I would say that is good shooting at 300 yards. I'm glad your happy with it. I have looked at a few Weatherby's over the years but never took the plunge.


----------



## crazyfishgame (May 21, 2005)

Archie,

Check out Walmart, they have the weatherby vangaurd in any caliber for 498.00, that is for the stainless barrel. Also Gandermountain will match just about any price you can find at Walmart. I liked my 257 so much I bought a .223 the other day. Much cheaper to just plink with. Good luck with the shopping 
Crazy


----------



## archie holst (Aug 18, 2003)

Thanks crazyfish as much as I hate to I'm going to have to go to Wallmart.


----------



## WinMag (Dec 19, 2004)

The Weatherby Vanguard rifle is manufactured by Howa in Japan. Howa also makes excellent rifles under their own name. The quality and price of a Howa rifle are unbelieveable. Howa is also the company that made the Smith & Wesson rifles of the 1950's. The Vanguard and Howa rifles are virtually identical except for the minor cosmetic differences in the bolt. I have shot the Howa and the Vanguard and I am impressed. Howa is basically a well-kept secret in the U.S. Howa is bascially an improved Remington 700 design. I say improved because the bolt can be field stripped with the bare hands in less than 5 seconds and reassembled just as easily. Check it out at 
http://www.LegacySports.com - WinMag


----------



## Huntsman27 (Sep 29, 2004)

But us varmint hunters have known about them for years. Good value for the money.


----------



## Arisaka (Oct 3, 2005)

Matte barrel and black stock,399.00 at Westborn Gun shop in Taylor


----------



## Huntsman27 (Sep 29, 2004)

The new SUB-MOA Vanguards that have the accuracy. Those ones retail for near 800.00, the others have the 1-1/2 in guarantee and go for the 400.00 price tag.


----------



## Bwana (Sep 28, 2004)

I do not own a Vanguard, but I have a .257 Weatherby. One of the flattest shooting rounds I have.
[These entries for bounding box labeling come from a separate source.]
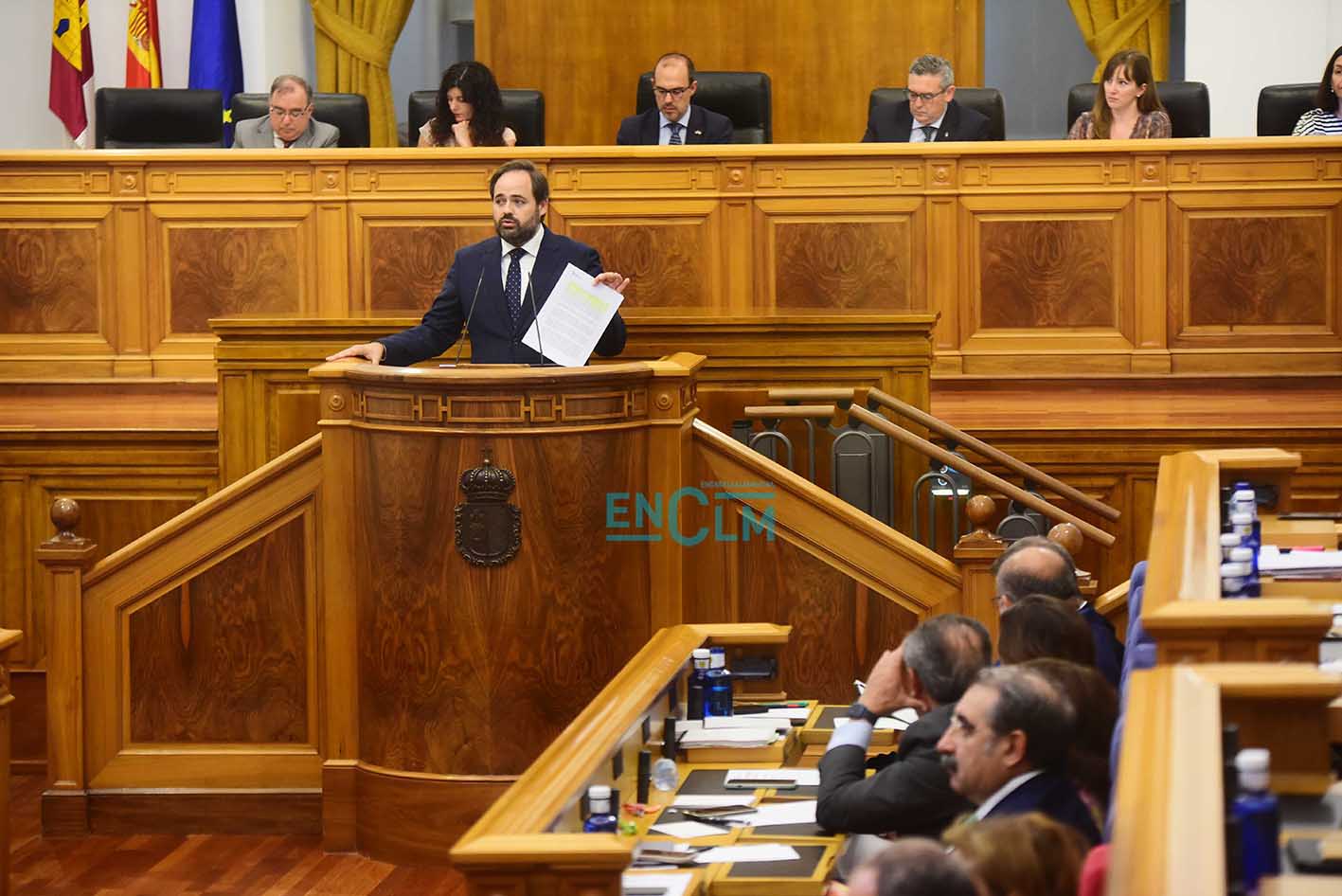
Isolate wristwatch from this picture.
[849,700,881,725]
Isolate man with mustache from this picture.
[937,665,1100,845]
[615,52,731,146]
[326,160,630,367]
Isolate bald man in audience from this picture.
[993,535,1123,688]
[937,665,1100,845]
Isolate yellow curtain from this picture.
[1067,0,1171,81]
[307,0,415,146]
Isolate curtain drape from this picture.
[307,0,415,146]
[1067,0,1171,81]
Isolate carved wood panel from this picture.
[129,516,310,744]
[364,222,493,314]
[1188,213,1335,329]
[356,432,650,774]
[978,217,1119,329]
[167,225,306,332]
[567,220,717,310]
[0,225,102,332]
[773,217,927,313]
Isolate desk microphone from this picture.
[453,265,487,367]
[526,271,556,367]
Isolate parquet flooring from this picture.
[9,776,466,896]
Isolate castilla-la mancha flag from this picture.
[126,0,164,87]
[47,0,93,146]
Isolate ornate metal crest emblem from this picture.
[456,452,522,566]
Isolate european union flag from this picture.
[187,0,242,146]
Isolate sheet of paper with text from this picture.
[522,264,624,367]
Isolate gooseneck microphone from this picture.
[453,265,489,367]
[526,271,554,367]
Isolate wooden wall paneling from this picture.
[1169,189,1342,353]
[959,193,1134,374]
[477,0,982,145]
[0,203,116,378]
[148,201,319,368]
[756,196,927,314]
[346,200,493,316]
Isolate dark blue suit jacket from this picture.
[1082,603,1123,690]
[379,229,625,367]
[615,103,731,146]
[984,771,1100,847]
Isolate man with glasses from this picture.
[615,52,731,146]
[234,75,340,149]
[862,55,989,144]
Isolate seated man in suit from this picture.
[234,75,340,149]
[615,52,731,146]
[816,613,993,837]
[326,160,630,367]
[937,665,1100,845]
[993,535,1123,688]
[862,56,988,144]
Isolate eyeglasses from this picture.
[907,84,950,103]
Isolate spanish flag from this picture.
[126,0,164,87]
[47,0,93,146]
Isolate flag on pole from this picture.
[47,0,93,148]
[126,0,164,87]
[187,0,242,146]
I am a big fan of this round!


----------



## archie holst (Aug 18, 2003)

Just ordered the the Van Gaurd in .243 stainless with synthetic stock, would rather have a walnut stock but was not an option, should be into walmart in a couple weeks.


----------



## archie holst (Aug 18, 2003)

Just ordered the the Van Gaurd in .243 stainless with synthetic stock, would rather have a walnut stock but was not an option, should be into walmart in a couple weeks.


----------



## crazyfishgame (May 21, 2005)

Archie,

Did you ever get your weatherby .243? 
If so I hope you've had the time to shoot it. 
Tell me what you think when you have time.


----------



## archie holst (Aug 18, 2003)

I had to order it a couple weeks ago put some money down in lay away I could pay for the whole thing except one dollar so I did. I get a call thurs. it's in great I go to pick it up Fri. before heading to duck camp, and yes you guessed it delayed by the Govt. That's great Three weeks ago I purchased a 760 chambered in 30-06, and could pick it up that day. Oh well maybe I'll get a call this week and I'll go fetch it.


----------



## dodge7 (Jan 18, 2005)

Weatherbts are all good, only problem weatherby had was that mess with there 9locking lug system.


----------



## archie holst (Aug 18, 2003)

Picked up the .243 last night now I need to find time to mount the leapould to it an see how it shoots.


----------